Nu Delta Alpha Chapter Reaches Out to the Community
Nu Delta Alpha Member Erica Frankel
Submitted by Advisor Anna Maria D'Antonio
Brookwood High School, Snellville, Georgia
Each year as part of a dance for health project, the Brookwood High School Dance Department in Snellville, Georgia, likes to reach out to the community and introduce young girls to the world of dance with its "Girl Scouts Love to Dance" workshops. These workshops are open to local girls in Brownie, Junior, or Cadette Girl Scouting. The scouts often come with their troop to have fun while completing several requirements for their Try-Its, badges, and Interest Project Patches.
Girl Scouting was founded in 1912 by Juliette Gordon Low, who was inspired by England's programs for boys that had been thriving under Lord Baden Powell. Bringing Powell's ideas to America, Low seeded the scouting program for girls in Savannah, Georgia. The first Girl Scout meeting brought together only 18 girls, but since then Girl Scouting has grown to over 4 million participants nationwide. There are even scouting programs overseas, and these "Girl Guides" from other countries are often connected to scouts in the states to create a worldwide network. The mission of this group is to achieve four distinct ideals: development of self potential, relating to others, development of values, and contribution to society. By partnering with the Brookwood High School Dance Department, these ideals are put into practice. The Dance classes offered at Brookwood are intended to serve students with little or no dance background as well as those students who are considering a career in dance or related Performing Arts fields. Areas of concentration include dance history, anatomy, composition, and actual dance technique instruction in jazz, ballet, modern, and contemporary dance styles. Students perform in one dance production each semester utilizing their technique and understanding of all elements of a dance production.
During the course of the workshop girls are split into three groups. While one group is led on the stage, the other two groups learn in the Chorus and Dance rooms.

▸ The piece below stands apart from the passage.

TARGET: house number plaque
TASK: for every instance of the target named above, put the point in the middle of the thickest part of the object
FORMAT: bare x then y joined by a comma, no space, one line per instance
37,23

After a session in one room, the groups rotate, ensuring that each girl is engaged with each respective activity. With the younger girls, the high school dance department members often will teach the importance of warming up, choreograph a small dance to be performed by the young scouts on stage, and play with movement manipulation. It's always exciting to see what movement the younger girls will create when told to act like princesses, airplanes, or elephants! The "dance party" room is also a favorite, with the limbo, chicken dance, and electric slide in full swing! With older Girl Scouts, the same fundamentals are covered but at a more mature level and appropriate pace. Girls often have fun learning about different types of cultural dance and its significance to the region from which it originated.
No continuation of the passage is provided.